Using air thermal time to predict the time course of seedling emergence of Avena sterilis subsp. sterilis (sterile oat) under Mediterranean climate

1.   Introduction

Avena sterilis L. subsp. sterilis is a cereal weed native to an area extending from the Mediterranean up to Pakistan and Kenya. Currently it is introduced into different parts of the world including North and South America, central and northern Europe, south Africa and Australia ^[1]. This weed is tremendously competitive, producing substantial yield losses up to 70 kg grain ha^–1 panicle^–1 m^–2 in wheat ^[2] and exhibits a high fecundity that results in massive soil seed banks ^[3,4]. Because of its high competitiveness, its presence in fields also hampers the recovery of weed diversity and associated ecosystem services ^[5,6]. In conventionally managed cereal fields its control relies mostly on herbicide applications. However, a relatively high number of A. sterilis populations worldwide have developed resistance to one of at least four different mode-of-action herbicide groups ^[7] and thus it has been ranked among the weed species with high risk of development of herbicide resistance ^[8].

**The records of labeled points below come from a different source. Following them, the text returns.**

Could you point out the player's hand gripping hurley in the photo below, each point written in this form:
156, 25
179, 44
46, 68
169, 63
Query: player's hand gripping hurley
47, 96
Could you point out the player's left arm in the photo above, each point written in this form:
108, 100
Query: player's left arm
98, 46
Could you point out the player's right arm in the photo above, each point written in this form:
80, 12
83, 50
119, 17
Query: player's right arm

The timing of weed control applications is crucial for the implementation of effective Integrated Weed Management (IWM) strategies ^[9]. Control methods (chemical and non-chemical) applied too early or too late result in low control efficacies as they allow the escape of plants that will refill the seed bank for the next season. Therefore, emergence models can give valuable information for an optimal implementation of control measures throughout knowledge of the emergence pattern.

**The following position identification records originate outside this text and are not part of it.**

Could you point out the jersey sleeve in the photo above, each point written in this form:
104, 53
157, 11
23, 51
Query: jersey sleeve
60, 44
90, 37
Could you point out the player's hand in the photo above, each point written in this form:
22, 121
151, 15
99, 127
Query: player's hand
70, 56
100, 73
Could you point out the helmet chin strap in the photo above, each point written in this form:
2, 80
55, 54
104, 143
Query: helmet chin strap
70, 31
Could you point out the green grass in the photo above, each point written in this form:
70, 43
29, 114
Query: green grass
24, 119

Weed emergence is governed by soil environmental conditions, mainly water availability and temperature ^[10,11]. In this regarding, empirical models based on accumulation of either thermal or hydrothermal time have been developed for many weed species to predict the time course of seedling emergence in crop fields ^[12,13,14]. These models assume that seeds need to accumulate a certain amount of degree days, either independent of water availability in soil (thermal models) or only when water availability is permissive for germination (hydrothermal models). Hydrothermal models are generally more accurate in describing emergence as they include soil water potential in addition to temperature. Nevertheless, they are of limited practical application because water potential is difficult to measure in a reliable way. Modeling based on thermal time is a more realistic approach because soil temperature is easier to collect and prediction using these models appears to be accurate enough ^[12,15]. For instance, Grundy et al. ^[16] developed simple thermal-time-based models to predict the emergence of Chenopodium album and Stellaria media, and Yousefi et al. ^[17] described thermal time models to predict the emergence of Avena fatua and Polygonum aviculare in garlic fields.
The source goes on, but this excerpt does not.